General Soleimani, the former commander of the Quds Force of Iran's Islamic Revolution Guards Corps (IRGC), was assassinated in a US airstrike at Baghdad airport on January 3, along with Abu Mahdi al-Muhandis, the second-in-command of Iraq’s Popular Mobilization Units (PMU), and a number of their companions.
Both commanders were extremely popular because of playing a key role in eliminating the US-sponsored Daesh terrorist group in the region, particularly in Iraq and Syria.
On Thursday, Callamard provided the UN Human Rights Council with a report on the atrocity, which underlined the “unlawful” nature of the operation because the US had failed to provide evidence of an ongoing or imminent attack against its interests to justify the strike.
In her interview, Callamard repeated that the US has “failed to demonstrate how the strike could match and meet the requirement under the definition ‘self-defense.’”
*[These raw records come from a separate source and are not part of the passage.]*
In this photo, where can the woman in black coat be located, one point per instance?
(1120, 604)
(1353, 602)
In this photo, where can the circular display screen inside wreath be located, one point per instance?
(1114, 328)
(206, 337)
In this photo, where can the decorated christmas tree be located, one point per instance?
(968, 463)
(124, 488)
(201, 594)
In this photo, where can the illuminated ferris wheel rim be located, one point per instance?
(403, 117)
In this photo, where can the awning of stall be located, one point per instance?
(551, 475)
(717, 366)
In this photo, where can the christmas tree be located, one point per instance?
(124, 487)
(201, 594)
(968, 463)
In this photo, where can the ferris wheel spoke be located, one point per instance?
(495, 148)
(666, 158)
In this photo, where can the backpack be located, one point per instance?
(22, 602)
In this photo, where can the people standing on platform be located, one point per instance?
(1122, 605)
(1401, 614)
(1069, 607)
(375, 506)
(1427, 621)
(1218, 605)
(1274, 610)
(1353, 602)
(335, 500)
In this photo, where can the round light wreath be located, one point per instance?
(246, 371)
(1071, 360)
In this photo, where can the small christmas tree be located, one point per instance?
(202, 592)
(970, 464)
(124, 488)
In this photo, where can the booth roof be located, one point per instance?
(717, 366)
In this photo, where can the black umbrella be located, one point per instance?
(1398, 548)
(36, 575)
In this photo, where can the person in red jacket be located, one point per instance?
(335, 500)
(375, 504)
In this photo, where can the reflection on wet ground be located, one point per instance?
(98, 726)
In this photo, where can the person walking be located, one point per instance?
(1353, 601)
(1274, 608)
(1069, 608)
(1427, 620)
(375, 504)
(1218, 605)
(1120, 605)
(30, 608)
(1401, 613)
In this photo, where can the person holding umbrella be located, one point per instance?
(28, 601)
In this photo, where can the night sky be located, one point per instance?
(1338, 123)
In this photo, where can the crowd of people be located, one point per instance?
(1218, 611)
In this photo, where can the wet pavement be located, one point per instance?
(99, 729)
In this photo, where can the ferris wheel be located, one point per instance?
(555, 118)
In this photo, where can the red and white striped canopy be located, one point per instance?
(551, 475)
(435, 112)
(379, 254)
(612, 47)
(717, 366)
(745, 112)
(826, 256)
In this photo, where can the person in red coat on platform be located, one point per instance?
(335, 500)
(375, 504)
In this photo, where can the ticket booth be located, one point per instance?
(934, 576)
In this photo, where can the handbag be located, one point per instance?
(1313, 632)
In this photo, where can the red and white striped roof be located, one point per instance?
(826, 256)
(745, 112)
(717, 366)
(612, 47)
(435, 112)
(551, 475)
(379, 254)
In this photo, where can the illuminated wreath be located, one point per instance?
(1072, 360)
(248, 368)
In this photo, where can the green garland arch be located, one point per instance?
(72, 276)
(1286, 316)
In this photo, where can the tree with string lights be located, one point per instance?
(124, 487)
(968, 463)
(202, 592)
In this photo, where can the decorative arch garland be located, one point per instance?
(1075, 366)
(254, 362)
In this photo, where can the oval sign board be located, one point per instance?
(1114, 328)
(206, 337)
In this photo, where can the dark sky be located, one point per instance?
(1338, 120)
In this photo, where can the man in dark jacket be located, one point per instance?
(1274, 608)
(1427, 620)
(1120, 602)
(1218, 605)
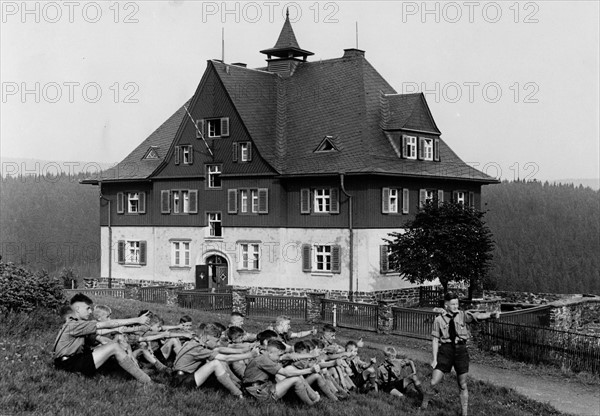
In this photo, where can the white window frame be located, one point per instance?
(244, 151)
(213, 126)
(212, 219)
(133, 202)
(322, 257)
(427, 148)
(411, 144)
(249, 256)
(393, 200)
(322, 200)
(243, 201)
(180, 253)
(213, 172)
(132, 252)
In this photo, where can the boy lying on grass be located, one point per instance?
(71, 352)
(396, 375)
(201, 357)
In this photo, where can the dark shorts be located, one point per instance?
(455, 356)
(183, 379)
(78, 363)
(263, 392)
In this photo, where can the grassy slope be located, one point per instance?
(30, 385)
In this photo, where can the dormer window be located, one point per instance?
(217, 127)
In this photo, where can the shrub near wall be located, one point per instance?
(24, 291)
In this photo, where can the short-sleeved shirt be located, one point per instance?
(261, 369)
(72, 336)
(192, 355)
(441, 326)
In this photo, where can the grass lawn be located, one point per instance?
(30, 385)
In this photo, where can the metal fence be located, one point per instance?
(350, 314)
(116, 293)
(415, 323)
(534, 344)
(273, 306)
(214, 302)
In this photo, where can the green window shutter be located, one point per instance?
(422, 197)
(384, 263)
(385, 200)
(421, 149)
(336, 263)
(232, 201)
(334, 201)
(234, 152)
(306, 258)
(143, 253)
(120, 202)
(263, 201)
(305, 201)
(142, 203)
(121, 252)
(405, 201)
(177, 154)
(199, 129)
(193, 195)
(225, 127)
(165, 202)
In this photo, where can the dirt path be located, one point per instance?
(572, 398)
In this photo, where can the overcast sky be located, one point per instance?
(512, 86)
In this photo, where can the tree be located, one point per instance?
(447, 241)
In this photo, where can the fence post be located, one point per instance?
(238, 299)
(313, 307)
(132, 291)
(385, 315)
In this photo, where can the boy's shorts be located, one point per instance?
(78, 363)
(263, 392)
(183, 379)
(455, 356)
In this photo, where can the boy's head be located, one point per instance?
(265, 336)
(301, 347)
(274, 349)
(186, 322)
(328, 332)
(235, 334)
(451, 302)
(351, 346)
(82, 306)
(236, 319)
(102, 313)
(390, 353)
(282, 324)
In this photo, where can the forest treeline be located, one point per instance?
(546, 235)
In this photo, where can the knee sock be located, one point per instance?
(228, 383)
(300, 389)
(132, 368)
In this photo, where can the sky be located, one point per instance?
(513, 87)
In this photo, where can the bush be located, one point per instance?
(24, 291)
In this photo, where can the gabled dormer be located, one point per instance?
(286, 54)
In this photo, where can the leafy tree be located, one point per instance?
(449, 242)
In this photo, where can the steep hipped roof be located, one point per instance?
(134, 166)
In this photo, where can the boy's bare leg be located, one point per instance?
(104, 352)
(299, 386)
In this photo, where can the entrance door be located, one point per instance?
(202, 276)
(217, 271)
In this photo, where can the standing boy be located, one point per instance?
(70, 352)
(449, 345)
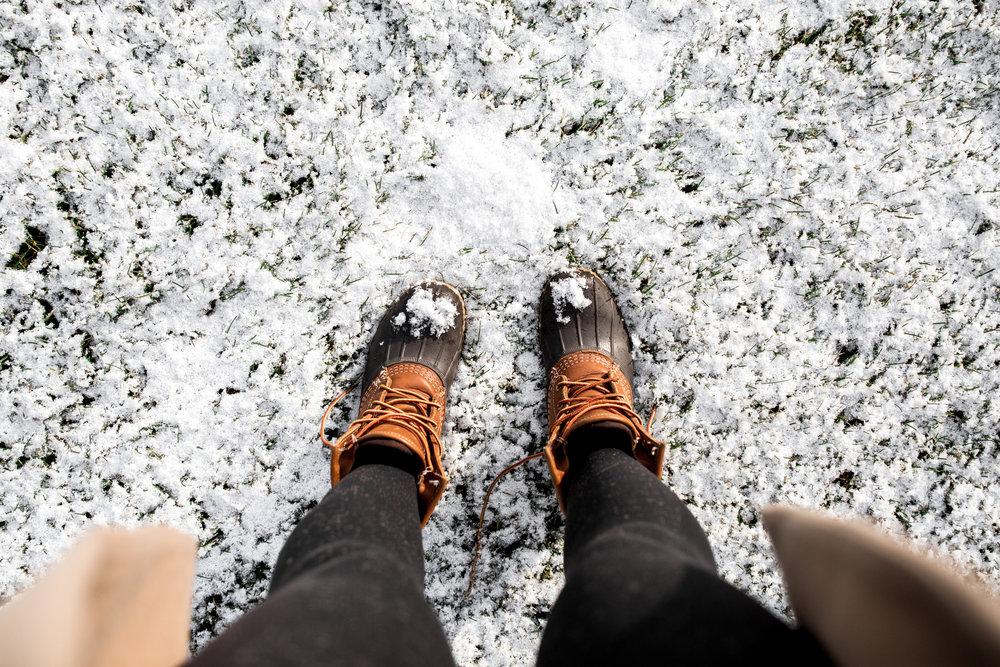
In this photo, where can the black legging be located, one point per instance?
(641, 586)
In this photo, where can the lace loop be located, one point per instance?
(576, 404)
(389, 410)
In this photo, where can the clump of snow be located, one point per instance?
(426, 314)
(568, 291)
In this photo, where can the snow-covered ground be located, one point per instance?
(205, 208)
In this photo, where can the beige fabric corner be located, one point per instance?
(117, 598)
(871, 602)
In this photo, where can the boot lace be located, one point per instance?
(596, 392)
(408, 409)
(571, 409)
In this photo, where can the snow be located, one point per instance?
(426, 314)
(796, 205)
(568, 292)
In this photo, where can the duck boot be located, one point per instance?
(588, 357)
(411, 362)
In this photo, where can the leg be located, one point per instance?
(348, 585)
(641, 586)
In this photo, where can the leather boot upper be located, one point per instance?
(407, 373)
(588, 354)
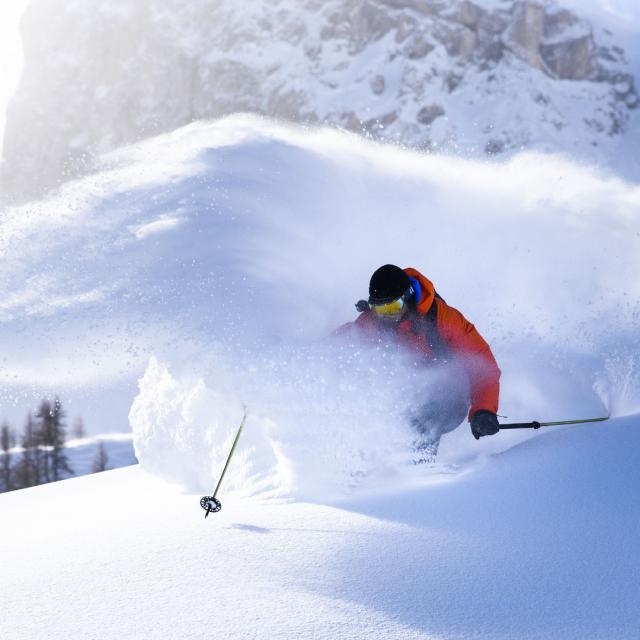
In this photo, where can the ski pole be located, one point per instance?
(536, 425)
(210, 503)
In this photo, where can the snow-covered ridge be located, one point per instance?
(474, 77)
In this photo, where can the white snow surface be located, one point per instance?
(205, 270)
(542, 541)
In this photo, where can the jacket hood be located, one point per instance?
(428, 290)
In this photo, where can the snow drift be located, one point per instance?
(220, 257)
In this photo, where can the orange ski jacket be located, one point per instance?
(439, 331)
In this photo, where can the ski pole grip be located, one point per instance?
(521, 425)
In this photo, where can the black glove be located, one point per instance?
(484, 423)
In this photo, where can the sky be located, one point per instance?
(10, 52)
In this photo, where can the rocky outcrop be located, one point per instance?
(454, 75)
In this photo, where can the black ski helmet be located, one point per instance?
(388, 283)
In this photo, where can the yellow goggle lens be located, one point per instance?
(393, 308)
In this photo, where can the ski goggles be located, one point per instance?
(392, 309)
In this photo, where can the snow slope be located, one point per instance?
(542, 541)
(205, 269)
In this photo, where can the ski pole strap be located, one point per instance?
(536, 425)
(233, 448)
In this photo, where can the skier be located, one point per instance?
(404, 306)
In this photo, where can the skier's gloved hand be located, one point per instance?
(484, 423)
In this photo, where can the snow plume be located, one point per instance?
(230, 250)
(322, 419)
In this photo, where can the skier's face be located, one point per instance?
(390, 312)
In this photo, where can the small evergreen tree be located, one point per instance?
(6, 472)
(44, 438)
(59, 463)
(78, 429)
(29, 470)
(101, 459)
(52, 436)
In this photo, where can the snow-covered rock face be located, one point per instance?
(477, 77)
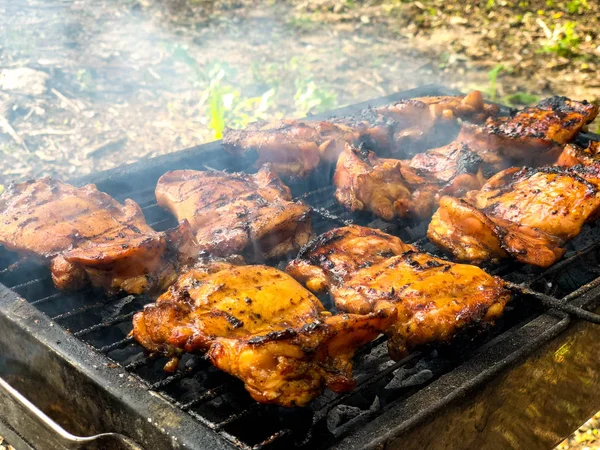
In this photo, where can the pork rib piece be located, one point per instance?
(533, 136)
(367, 270)
(233, 213)
(527, 214)
(87, 237)
(258, 324)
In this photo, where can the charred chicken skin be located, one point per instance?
(527, 214)
(391, 188)
(367, 270)
(87, 237)
(232, 213)
(533, 136)
(574, 154)
(258, 324)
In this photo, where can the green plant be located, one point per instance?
(563, 41)
(577, 6)
(492, 90)
(519, 99)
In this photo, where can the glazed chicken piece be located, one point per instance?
(87, 237)
(233, 213)
(533, 136)
(574, 154)
(258, 324)
(294, 148)
(417, 117)
(391, 188)
(367, 270)
(290, 146)
(527, 214)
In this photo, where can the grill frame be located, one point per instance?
(89, 367)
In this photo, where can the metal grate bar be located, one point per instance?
(564, 262)
(275, 436)
(114, 345)
(106, 324)
(561, 305)
(324, 409)
(47, 299)
(171, 379)
(327, 215)
(81, 310)
(139, 363)
(236, 416)
(207, 395)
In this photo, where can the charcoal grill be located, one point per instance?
(525, 383)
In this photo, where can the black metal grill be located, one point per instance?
(219, 402)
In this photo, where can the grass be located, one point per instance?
(563, 41)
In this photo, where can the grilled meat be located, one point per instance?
(258, 324)
(290, 146)
(296, 147)
(366, 270)
(532, 136)
(232, 213)
(574, 154)
(87, 237)
(391, 188)
(417, 118)
(527, 214)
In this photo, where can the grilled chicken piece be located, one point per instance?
(574, 154)
(527, 214)
(294, 148)
(87, 237)
(391, 188)
(417, 117)
(367, 270)
(533, 136)
(233, 213)
(258, 324)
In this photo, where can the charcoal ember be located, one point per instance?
(404, 378)
(344, 415)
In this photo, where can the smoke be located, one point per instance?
(127, 80)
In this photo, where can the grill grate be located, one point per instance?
(219, 402)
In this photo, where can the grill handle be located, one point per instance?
(18, 413)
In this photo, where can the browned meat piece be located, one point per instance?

“I should add that what they have done is part of an evolution that has been worrying me and many others for a number of years now,” she added.
The UN official explained how the US has falsely tried to rationalize such acts of aggression.
In response to the assassination, the IRGC fired volleys of ballistic missiles at a US air base in Iraq on January 8. Iran has also issued an arrest warrant and asked Interpol for help in detaining US President Donald Trump, who ordered the assassination, and several other US military and political leaders behind the strike.
Had an official “from a so-called ‘democratic’ Western country” been targeted in such a manner, that country would have considered the attack “as an act of aggression and as declaration of war,” Callamard said.
She recalled how the aftermath of the strike featured a flurry of diplomatic efforts at avoiding the exacerbation of the already dire situation brought about by the assassination, “because everyone understood that we were on the brink of something extremely serious”.
The UN rapporteur finally issued a warning to the US and other countries, urging them not to repeat such acts of aggression.
“I’m hoping that the international community and the United States will understand that we avoided the abyss after that strike,” she said. “Let’s make that the one and only moment, where such a step would have been taken.”
Callamard’s stance has enraged the United States, with State Department spokeswoman Morgan Ortagus calling her report “tendentious and tedious.”
Ortagus on Wednesday accused her of "a special kind of intellectual dishonesty" for condemning the United States, claiming that Washington's assassination of Gen. Soleimani was an act of "self-defense”.